Selecting The Right Contractor
September 21, 2011
Once you’ve decided to remodel your home or apartment, it’s time to find a contractor who will carry out your plans and turn your space into your dream home.
When it comes to hiring someone to do the work, you have two choices: hire a single general contractor, who will complete most of the work of the remodel along with his or her employees, or, hire several subcontractors, each of whom will complete particular portions of the project at hand.
Regardless of whether you choose to work with a single contractor or a group of subcontractors, there are several considerations to take into account. When looking for a good contractor, it’s often a good idea to ask for recommendations. Often you’ll have noticed a neighbor or someone in your general area having just had construction done. You may think about asking those people who they worked with, and whether they were happy with the work done. Once you have a few names, you may seek out references from other homeowners who have worked with a particular contractor to get an idea of his or her professionalism, work ethic, and how happy the homeowners were with the end result.
Primarily, you must verify that your contractor of choice is fully licensed. This means that the contractor should be licensed both with the City of New York as well as the State. Even if your contractor assures you that he or she has all of the necessary licenses, it’s best to actually see the necessary paperwork yourself.
It’s also important to verify that your contractor has the necessary insurance to operate within the workspace. This means that he or she must have worker’s compensation insurance, liability insurance, and property damage insurance. You should always ask for copies of the documentation of each.
In addition to your contractor’s insurance, you should be aware of your homeowner’s insurance and what is covered therein.
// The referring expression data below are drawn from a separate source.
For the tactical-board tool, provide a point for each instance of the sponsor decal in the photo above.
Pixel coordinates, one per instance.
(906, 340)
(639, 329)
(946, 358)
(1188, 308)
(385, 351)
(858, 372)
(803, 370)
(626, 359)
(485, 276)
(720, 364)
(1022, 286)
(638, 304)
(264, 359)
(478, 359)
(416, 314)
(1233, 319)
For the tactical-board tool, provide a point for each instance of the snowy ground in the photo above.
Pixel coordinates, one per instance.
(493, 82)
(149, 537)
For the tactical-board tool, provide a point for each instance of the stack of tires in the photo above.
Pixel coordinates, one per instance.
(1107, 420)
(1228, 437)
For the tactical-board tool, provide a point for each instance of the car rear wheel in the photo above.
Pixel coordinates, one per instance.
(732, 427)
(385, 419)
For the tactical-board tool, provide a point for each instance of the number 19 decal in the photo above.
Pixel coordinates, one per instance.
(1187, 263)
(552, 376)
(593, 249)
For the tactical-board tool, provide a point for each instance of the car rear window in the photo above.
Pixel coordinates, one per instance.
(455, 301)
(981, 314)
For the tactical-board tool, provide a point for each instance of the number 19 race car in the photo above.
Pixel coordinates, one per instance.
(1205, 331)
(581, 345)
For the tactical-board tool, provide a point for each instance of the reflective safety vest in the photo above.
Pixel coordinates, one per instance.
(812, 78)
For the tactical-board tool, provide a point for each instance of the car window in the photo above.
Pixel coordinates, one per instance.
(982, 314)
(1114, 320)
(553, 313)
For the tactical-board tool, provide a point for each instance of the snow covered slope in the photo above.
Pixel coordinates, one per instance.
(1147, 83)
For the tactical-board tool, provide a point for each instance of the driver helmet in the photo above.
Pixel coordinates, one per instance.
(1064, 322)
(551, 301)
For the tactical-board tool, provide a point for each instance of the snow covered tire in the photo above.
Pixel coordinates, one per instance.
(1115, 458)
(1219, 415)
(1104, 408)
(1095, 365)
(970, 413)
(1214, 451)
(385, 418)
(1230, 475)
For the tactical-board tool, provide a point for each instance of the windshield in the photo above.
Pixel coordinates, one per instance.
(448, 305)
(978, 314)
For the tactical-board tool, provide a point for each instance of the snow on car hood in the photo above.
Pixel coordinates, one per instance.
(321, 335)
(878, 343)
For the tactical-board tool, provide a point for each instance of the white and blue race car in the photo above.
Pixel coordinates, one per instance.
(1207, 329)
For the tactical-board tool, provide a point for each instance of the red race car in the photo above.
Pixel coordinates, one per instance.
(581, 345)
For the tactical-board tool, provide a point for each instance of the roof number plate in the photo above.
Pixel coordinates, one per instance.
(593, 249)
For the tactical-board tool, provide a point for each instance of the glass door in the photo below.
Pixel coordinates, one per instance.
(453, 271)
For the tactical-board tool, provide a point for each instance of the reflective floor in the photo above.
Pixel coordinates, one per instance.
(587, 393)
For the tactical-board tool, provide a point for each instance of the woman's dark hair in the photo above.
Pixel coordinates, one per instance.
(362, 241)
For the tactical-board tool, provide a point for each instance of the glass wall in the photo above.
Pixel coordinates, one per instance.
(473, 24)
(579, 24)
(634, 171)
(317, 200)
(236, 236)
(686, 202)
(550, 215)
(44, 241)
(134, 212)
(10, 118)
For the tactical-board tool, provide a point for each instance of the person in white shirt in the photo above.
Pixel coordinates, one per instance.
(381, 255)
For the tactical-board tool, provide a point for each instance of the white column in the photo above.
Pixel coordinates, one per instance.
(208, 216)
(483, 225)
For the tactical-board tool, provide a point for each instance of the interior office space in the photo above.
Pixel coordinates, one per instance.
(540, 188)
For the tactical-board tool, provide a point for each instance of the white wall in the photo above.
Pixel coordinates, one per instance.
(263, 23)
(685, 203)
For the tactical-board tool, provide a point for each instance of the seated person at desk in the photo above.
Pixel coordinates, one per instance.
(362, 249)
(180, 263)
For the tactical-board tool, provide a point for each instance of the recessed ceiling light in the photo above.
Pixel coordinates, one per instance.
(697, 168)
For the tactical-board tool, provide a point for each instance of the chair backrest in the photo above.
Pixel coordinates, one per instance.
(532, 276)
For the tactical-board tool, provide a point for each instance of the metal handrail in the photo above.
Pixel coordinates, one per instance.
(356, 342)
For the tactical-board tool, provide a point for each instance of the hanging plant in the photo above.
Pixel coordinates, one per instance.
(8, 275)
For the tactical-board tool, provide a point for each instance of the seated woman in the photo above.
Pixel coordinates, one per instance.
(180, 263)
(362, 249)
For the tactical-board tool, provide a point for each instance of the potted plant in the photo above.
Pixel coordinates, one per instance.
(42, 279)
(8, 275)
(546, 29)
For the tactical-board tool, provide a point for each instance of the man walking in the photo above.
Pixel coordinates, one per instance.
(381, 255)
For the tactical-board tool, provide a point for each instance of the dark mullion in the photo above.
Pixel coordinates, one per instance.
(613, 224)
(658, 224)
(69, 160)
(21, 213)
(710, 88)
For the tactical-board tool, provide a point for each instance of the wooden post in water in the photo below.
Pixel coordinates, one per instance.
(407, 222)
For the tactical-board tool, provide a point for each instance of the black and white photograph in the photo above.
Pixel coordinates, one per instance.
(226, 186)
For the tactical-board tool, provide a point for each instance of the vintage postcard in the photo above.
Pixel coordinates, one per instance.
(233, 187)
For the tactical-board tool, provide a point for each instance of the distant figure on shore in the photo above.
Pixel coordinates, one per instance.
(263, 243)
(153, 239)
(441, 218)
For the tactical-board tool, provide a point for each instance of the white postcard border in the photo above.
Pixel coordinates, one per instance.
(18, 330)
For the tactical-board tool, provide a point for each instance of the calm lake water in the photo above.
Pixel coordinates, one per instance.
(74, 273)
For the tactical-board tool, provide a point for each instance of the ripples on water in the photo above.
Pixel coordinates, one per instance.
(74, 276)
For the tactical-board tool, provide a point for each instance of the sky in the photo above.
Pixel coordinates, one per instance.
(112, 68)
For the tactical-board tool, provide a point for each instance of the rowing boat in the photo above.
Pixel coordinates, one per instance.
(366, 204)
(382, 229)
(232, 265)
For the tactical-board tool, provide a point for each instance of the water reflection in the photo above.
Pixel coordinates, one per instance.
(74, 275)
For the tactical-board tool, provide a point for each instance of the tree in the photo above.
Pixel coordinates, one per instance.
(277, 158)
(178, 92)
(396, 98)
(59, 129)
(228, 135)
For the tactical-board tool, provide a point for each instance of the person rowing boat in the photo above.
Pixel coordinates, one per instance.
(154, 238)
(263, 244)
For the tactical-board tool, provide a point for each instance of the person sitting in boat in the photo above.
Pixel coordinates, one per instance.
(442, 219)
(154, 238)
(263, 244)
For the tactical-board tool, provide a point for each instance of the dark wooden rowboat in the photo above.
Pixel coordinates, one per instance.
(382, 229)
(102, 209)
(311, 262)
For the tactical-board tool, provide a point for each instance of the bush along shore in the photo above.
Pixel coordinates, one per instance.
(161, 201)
Once you have established that your contractor is in good standing with the necessary city and state government agencies, it’s time to get to work. You should feel open to explain what you want out of the project, go over drawings of the project, and present sketches of the space as you see it to the contractor. It’s always a good idea to ask the contractor’s opinion on the plans and the overall scope of the project. It is in these initial conversations that you will be able to gage your contractor’s true interest and excitement for the project.
If you decide to go with a general contractor who will complete most of the work him or herself, it’s also important to get a gage how much of the work the contractor will actually be doing, and how much he or she will be outsourcing to either his or her employees or other subcontractors. The greater the percentage of work that your main contractor is ready to do, the less chance there is that details will get lost in translation between you and the person who is ultimately doing the work.